SIGNÉ PAR : Agnès PUCHEUS, Juge au Tribunal Judiciaire du HAVRE chargée des contentieux de la protection et Isabelle MAHIER, Greffier au siège de ce Tribunal, 133 Boulevard de Strasbourg – 76600 LE HAVRE
EXPOSE DU LITIGE
Par acte sous seing privé en date du 26 novembre 2012, Madame [G] [B] a donné à bail à Madame [I] [C] un logement situé « Résidence Les Jardins de Monasterii », 1 chemin de Buglise à MONTIVILLIERS (76290), moyennant un loyer mensuel de 535 €, outre une provision sur charges de 50 €.

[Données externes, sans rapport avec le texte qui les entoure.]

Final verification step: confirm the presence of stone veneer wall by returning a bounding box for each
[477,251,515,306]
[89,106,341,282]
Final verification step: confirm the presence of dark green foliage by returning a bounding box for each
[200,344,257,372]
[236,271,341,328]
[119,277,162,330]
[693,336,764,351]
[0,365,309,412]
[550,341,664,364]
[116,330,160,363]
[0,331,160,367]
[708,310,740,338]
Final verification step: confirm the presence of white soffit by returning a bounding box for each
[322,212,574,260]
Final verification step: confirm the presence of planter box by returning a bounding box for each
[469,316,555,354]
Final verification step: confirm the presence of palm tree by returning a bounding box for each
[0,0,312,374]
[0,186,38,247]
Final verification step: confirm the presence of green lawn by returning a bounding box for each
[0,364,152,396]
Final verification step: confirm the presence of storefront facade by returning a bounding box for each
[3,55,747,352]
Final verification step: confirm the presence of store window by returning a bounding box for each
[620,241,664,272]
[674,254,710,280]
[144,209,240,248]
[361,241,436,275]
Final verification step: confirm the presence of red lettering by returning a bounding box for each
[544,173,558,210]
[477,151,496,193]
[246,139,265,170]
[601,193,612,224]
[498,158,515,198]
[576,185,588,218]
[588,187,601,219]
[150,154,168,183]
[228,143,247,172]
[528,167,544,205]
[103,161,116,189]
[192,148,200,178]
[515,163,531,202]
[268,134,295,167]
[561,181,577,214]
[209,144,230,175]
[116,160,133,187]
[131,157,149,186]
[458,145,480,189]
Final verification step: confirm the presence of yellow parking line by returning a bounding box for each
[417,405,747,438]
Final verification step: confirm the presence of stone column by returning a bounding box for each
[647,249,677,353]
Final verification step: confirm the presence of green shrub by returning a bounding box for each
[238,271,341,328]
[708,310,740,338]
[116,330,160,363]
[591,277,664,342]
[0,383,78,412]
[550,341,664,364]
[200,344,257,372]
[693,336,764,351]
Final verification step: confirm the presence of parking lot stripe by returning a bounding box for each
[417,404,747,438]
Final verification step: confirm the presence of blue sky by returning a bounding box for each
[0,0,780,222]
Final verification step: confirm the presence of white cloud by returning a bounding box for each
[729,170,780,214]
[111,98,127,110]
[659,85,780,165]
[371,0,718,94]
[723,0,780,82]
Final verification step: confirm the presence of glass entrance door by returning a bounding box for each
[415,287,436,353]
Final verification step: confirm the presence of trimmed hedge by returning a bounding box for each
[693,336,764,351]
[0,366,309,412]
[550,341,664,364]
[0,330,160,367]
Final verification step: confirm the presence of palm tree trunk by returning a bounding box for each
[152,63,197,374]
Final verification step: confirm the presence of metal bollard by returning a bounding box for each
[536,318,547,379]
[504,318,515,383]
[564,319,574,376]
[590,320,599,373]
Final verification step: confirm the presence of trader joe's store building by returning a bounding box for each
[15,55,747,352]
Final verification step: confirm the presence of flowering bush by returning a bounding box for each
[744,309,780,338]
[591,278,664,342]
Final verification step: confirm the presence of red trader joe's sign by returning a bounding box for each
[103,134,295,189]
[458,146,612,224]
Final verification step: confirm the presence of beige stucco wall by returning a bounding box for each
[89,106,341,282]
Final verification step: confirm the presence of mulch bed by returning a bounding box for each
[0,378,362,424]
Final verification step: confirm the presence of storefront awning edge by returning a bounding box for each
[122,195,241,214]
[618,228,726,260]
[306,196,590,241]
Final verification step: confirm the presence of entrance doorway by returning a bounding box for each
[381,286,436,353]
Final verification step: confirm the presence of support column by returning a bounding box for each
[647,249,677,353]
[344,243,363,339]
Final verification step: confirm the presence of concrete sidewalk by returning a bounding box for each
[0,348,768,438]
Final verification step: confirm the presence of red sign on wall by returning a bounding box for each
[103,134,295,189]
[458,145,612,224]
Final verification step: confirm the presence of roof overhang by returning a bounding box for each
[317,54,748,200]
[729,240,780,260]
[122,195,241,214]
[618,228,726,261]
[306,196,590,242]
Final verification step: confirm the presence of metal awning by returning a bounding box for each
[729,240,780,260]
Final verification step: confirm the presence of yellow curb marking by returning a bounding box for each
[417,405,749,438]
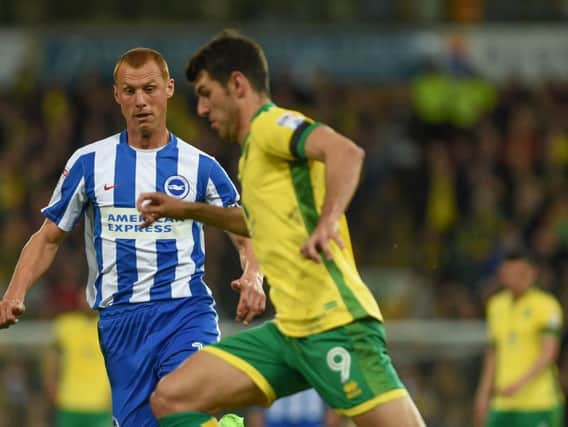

Suivant acte de commissaire de justice en date du 25 juin 2024, le bailleur a fait délivrer au preneur un commandement de payer les loyers avec rappel de la clause résolutoire pour la somme en principal de 8 575,67 €, arrêtée à la date du 1er juin 2024. Le délai d’acquisition de la clause résolutoire étant parvenu à expiration sans que les causes dudit commandement n’aient été intégralement apurées, Madame [B] a fait assigner Madame [C] par acte en date du 17 septembre 2024, devant le juge des contentieux de la protection. Elle lui demande de :
— Constater l’acquisition à son profit de la clause résolutoire figurant au bail et rappelée dans le commandement de payer délivré le 25 juin 2024 et constater en conséquence la résiliation du bail,
En conséquence,
— Ordonner l’expulsion de Madame [I] [C] ainsi que celle de tous occupants de son chef des lieux loués sis « Résidence Les Jardins de Monasterii », 1 chemin de Buglise à MONTIVILLIERS (76290) en la forme accoutumée et ce avec l’assistance de la force publique si besoin est,
— Condamner Madame [I] [C] au paiement de la somme en principal de 10 682,42 € correspondant aux loyers, indemnités d’occupation, charges et accessoires échus et impayés au 11 septembre 2024 avec intérêts au taux légal,
— Condamner Madame [I] [C] au paiement d’une indemnité d’occupation mensuelle égale au loyer augmenté des charges et accessoires, à compter du 1er octobre 2024 et jusqu’à restitution effective des lieux,
— La condamner au paiement de la somme de 1 500 € en application des dispositions de l’article 700 du code de procédure civile,
— Dire qu’il n’y a pas lieu d’écarter l’exécution provisoire de droit,
— La condamner aux entiers dépens de l’instance qui comprendront notamment le coût du commandement de payer du 25 juin 2024 et de la présente assignation.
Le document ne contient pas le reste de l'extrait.